O ator! Haveria uma resposta definitiva para nomear, ou melhor, denominar o que seja ele? Quem ainda não se transformou em sujeito fato. A identidade é estilhaçada em mil possibilidades de ser. Entre tragédias e comédias a expressão maior de um obscuro que fascina e causa espanto. Dizer que o ator é quem, é o mesmo que trata-lo como sendo gente… pessoa comum igual a qualquer um… igual a tantos perdidos nos descaminhos da vida. E muito embora seja ele qualquer um – ainda mais qualquer que tantos -, ri escarnecido da verdade vaidosa e triste que está muito além das aparências.

Não se atua por escolha. Ninguém escolhe a chama que nasce consigo consumindo as entranhas. Ninguém nasce contente pela inquietação latente diante do espelho da realidade. Atua-se por convicção. Uma crença profunda que move o ser de tal maneira… sem palavras, sem explicações. Atua-se por desespero de saber-se ação. O Verbo encarnado que gera uma vida, um mundo… todas as vidas, todos os mundos. Não há como não desesperar-se…

O ator! O que é? Não é.. não pode ser. Não pode existir. Porque é, existe. Está ali dançando alegremente a contradição da existência. Com toda a sua verdade, mente. Com toda a sua fantasia mostra a realidade. Mesmo lacrimoso, ri. Mesmo morrendo, vive.

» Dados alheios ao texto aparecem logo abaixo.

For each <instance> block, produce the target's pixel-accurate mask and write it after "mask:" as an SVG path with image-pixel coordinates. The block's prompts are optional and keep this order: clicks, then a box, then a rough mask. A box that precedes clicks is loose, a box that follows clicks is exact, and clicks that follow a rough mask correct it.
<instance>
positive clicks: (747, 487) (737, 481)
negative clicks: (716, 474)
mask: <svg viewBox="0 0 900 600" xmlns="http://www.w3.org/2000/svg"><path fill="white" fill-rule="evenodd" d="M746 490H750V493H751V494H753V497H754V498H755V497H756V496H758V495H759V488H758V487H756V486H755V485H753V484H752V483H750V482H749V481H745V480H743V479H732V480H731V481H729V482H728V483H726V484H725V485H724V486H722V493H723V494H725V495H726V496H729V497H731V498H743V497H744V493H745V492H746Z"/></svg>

O que… objeto brincalhão… O que… ferida aberta sangrando que do latejo permanente lembra que há algo de errado. Tratado como tumor, seu gemido é a cura para as falácias e as hipocrisias. Mesmo marginal, escorraçado para os guetos fétidos, ainda é o santo que levanta a voz erguendo-se do lodo, exibindo o lodo, cheirando o lodo, comendo o lodo… o brilho as vezes encobre essa aparência viscosa de quem revirou o lixo. O brilho as vezes esconde a dor daquele que fez a pior das escolhas…

O ator! Posto num pedestal até se pode dizer que é elegante. Mas a chama tinhosa continua queimando por dentro. Passado os tempos, novos meios, novos métodos. Mas a inquietação persiste. Mesmo com longos vestidos, jóias, o próprio nome farsesco escrito em luminosos, não pode negar o fato de que nasceu para carregar em si a sina de ser a própria alma do homem. De ser o espelho do homem. O reflexo de si mesmo.
Há quem perca tempo em querer nomeá-lo. Decifra-lo como se ele fosse o enigma da esfinge. A verdade é que não possui nomeação. Inominável. O verbo em substantivo próprio. Objeto do próprio sujeito. É apenas isso: O Ator! E resumido ao agente da ação não precisa de mais nenhum entendimento. É isso apenas. Sem grandes mistérios obtusos. Ainda assim a chama queima. Essa sim, inominável. Como apaziguar a víscera gritante? Não há resposta. Só há a pergunta… o silêncio fingindo da não explicação.